Toxic Release Inventory data for 2024. 11 facilities reported releasing carbaryl.
| Facility | State | On-site (lb) |
|---|---|---|
| Us Ecology Texas Inc Robstown | Texas | 277 |
| Clean Harbors Environmental Services Inc Kimball | Nebraska | 74 |
| Elemental Environmental Solutions Llc Arkadelphia | Arkansas | 71 |
| Drexel Chemical Gw Warehouse Facility Cordele | Georgia | 0 |
| Clean Harbors El Dorado Llc El Dorado | Arkansas | 0 |
| Drexel Chemical Skagg's Facility Memphis | Tennessee | 0 |
| Clean Harbors Aragonite Llc Grantsville | Utah | 0 |
| Clean Harbors Deer Park Llc La Porte | Texas | 0 |
| Heritage Thermal Services East Liverpool | Ohio | 0 |
| Ross Incineration Services Inc Grafton | Ohio | 0 |
| Schirm Usa Inc. Ennis | Texas | 0 |
The Toxic Release Inventory (TRI) tracks how much of each listed chemical U.S. industrial facilities release into the environment each year. EPA requires facilities in certain industry sectors that manufacture, process, or otherwise use TRI-listed chemicals above threshold amounts to report annually. In 2024, 11 facilities reported releasing carbaryl to EPA's TRI program.
The primary release pathway is land disposal (347 lb), which includes landfills, surface impoundments, land treatment, and underground injection.

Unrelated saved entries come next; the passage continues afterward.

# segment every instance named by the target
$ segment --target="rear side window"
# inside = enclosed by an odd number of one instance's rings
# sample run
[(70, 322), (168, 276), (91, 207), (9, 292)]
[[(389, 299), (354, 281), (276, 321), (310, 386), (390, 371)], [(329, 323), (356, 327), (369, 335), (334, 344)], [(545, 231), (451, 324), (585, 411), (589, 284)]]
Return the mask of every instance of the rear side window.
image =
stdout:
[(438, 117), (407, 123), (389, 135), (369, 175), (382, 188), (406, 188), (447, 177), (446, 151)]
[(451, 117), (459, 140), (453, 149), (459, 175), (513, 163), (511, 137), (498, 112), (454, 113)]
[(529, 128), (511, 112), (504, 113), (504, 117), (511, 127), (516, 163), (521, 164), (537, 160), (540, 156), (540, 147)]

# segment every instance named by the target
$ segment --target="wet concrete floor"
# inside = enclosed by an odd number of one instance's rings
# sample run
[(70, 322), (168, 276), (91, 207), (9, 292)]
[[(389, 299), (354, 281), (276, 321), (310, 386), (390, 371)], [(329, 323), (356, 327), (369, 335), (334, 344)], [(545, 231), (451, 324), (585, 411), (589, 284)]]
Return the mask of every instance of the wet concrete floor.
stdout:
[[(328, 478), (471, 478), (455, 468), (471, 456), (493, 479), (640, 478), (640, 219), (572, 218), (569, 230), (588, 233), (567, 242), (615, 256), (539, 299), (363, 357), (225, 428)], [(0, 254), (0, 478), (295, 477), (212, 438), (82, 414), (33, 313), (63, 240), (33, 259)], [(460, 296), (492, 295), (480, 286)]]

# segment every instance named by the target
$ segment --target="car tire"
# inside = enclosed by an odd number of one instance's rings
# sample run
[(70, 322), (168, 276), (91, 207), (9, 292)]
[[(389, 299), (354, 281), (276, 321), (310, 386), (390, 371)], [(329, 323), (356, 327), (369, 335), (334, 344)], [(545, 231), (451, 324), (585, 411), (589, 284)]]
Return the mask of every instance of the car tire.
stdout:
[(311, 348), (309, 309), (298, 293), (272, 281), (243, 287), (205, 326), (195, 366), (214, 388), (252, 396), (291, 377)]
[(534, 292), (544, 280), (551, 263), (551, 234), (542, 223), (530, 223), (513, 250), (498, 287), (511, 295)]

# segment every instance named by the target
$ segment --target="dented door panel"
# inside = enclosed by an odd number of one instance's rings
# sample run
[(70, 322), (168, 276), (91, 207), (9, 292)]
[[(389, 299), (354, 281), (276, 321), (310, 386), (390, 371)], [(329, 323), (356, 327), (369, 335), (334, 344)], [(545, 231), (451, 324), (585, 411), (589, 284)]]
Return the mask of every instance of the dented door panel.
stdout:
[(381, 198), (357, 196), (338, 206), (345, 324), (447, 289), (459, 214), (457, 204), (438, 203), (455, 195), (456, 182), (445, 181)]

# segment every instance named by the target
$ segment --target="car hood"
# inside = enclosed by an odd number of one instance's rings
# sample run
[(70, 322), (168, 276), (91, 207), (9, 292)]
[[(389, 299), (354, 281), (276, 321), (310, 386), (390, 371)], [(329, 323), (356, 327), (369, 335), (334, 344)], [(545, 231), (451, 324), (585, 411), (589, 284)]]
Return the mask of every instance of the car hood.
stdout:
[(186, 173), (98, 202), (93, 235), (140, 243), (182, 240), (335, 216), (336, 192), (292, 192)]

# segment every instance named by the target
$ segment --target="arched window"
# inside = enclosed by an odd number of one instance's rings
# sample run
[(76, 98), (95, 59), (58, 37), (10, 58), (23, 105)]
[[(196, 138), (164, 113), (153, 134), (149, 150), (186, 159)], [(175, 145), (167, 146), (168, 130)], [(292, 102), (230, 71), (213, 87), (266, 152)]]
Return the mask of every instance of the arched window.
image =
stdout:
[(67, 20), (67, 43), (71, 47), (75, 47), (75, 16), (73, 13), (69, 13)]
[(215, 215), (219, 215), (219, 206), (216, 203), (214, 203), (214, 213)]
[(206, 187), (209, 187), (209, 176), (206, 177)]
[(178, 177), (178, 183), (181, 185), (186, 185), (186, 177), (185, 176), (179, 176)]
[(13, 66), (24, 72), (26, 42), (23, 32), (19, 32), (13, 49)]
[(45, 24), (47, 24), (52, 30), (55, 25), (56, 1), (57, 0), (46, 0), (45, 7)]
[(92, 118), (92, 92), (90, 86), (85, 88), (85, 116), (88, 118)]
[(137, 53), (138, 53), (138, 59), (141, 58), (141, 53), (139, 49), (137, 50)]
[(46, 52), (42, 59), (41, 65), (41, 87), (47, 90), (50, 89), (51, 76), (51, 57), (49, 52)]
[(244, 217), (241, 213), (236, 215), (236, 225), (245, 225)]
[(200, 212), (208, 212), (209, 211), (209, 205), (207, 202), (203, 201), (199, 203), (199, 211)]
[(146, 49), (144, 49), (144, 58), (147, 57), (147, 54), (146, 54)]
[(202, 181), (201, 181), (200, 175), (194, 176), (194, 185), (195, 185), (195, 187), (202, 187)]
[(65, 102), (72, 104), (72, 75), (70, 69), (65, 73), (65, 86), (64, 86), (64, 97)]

TRI data represents reported releases, not measured environmental concentrations. A facility reporting large releases of carbaryl is not necessarily causing harm at those levels — toxicity, exposure pathways, and local conditions all matter. Conversely, small reported amounts of highly toxic chemicals can pose greater risk than large amounts of less toxic ones. TRI is a transparency tool, not a risk assessment.
For health information about specific chemicals, the Agency for Toxic Substances and Disease Registry (ATSDR) publishes toxicological profiles, and EPA's Integrated Risk Information System (IRIS) provides reference doses and cancer classifications.